Kooky Babooshka at the Manchester Comedy Festival
Note: This review is from 2010
The four confident and effervescent young performers who comprise Kooky Babooska walk the fine line between being a brash, over-the-top sketch troupe and coming across as shrill and overdramatic.
Their tendency is to deliver everything at maximum energy and volume, which works when the underlying material is inventively daft enough to match, but sometimes comes across as the worst sort of stage-school mugging.

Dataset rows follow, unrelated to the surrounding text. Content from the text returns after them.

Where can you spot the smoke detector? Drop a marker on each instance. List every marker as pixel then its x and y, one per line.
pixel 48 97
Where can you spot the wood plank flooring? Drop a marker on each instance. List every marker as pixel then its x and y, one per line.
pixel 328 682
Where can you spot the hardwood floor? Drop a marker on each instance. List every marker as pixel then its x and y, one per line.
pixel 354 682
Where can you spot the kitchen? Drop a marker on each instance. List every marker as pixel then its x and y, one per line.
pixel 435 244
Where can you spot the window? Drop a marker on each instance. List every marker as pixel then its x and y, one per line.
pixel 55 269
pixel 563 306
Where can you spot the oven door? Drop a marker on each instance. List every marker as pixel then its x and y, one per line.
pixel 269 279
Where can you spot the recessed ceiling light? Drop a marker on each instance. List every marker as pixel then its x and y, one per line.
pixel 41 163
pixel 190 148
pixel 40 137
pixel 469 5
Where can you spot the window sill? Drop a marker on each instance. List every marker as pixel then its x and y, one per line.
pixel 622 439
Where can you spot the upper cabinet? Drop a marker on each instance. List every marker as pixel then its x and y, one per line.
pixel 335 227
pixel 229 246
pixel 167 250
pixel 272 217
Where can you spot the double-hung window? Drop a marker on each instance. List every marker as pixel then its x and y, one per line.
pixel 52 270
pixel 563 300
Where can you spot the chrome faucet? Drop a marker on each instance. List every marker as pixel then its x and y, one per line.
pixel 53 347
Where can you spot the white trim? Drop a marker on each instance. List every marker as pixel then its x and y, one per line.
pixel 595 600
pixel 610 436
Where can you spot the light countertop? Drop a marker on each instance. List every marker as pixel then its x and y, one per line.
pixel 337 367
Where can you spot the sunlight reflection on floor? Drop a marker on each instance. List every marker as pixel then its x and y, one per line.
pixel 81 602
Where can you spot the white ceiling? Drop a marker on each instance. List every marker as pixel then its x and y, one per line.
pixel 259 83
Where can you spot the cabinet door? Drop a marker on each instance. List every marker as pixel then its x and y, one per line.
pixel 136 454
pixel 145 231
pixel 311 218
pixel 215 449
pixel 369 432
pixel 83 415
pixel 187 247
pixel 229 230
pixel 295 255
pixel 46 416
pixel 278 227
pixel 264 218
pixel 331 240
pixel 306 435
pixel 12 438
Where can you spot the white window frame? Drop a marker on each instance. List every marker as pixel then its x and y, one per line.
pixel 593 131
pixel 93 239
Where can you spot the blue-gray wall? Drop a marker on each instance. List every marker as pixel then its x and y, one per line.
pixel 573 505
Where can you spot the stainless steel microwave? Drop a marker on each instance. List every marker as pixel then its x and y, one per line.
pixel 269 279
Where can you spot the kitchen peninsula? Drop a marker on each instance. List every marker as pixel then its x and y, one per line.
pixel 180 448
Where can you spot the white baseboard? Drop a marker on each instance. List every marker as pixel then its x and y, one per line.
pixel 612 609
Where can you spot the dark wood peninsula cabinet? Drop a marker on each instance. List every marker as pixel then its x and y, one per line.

It is, dare I employ the perennial sketch cliché, a bit hit and miss.
Less successful scenes include those mining familiar stereotypes, even playfully, such as the businesswoman disgusted by the idea of a Northerner in a sub-Harry & Paul way; while their swapping of the lyrics to Poker Face to the contrived ‘Trojan Mace’, though executed with typical enthusiasm, can’t step over the clunky idea at its heart.
But, paradoxically, their Byker Grove sketch, which starts in a similarly unconvincing way, *is* carried by their determined performance into something more fun. Ditto the fast food joint run by the BNP and the none-too-subtle innuendo of their acne cream ad; while their anti-obesity announcement is played more straight, to the extent it could almost be a genuine public service message.
However, just as you become attuned to their extravagant, all-singing, all-dancing performances and surreal sensbilities, the show is over. Just half an hour has elapsed, which barely seems worthy of the name ‘show’.
Nonetheless, it’s long enough to prove that this quartet have some inventive talent to match their irrepressible energy… even if it’s not yet tightly enough focussed to be consistently strong.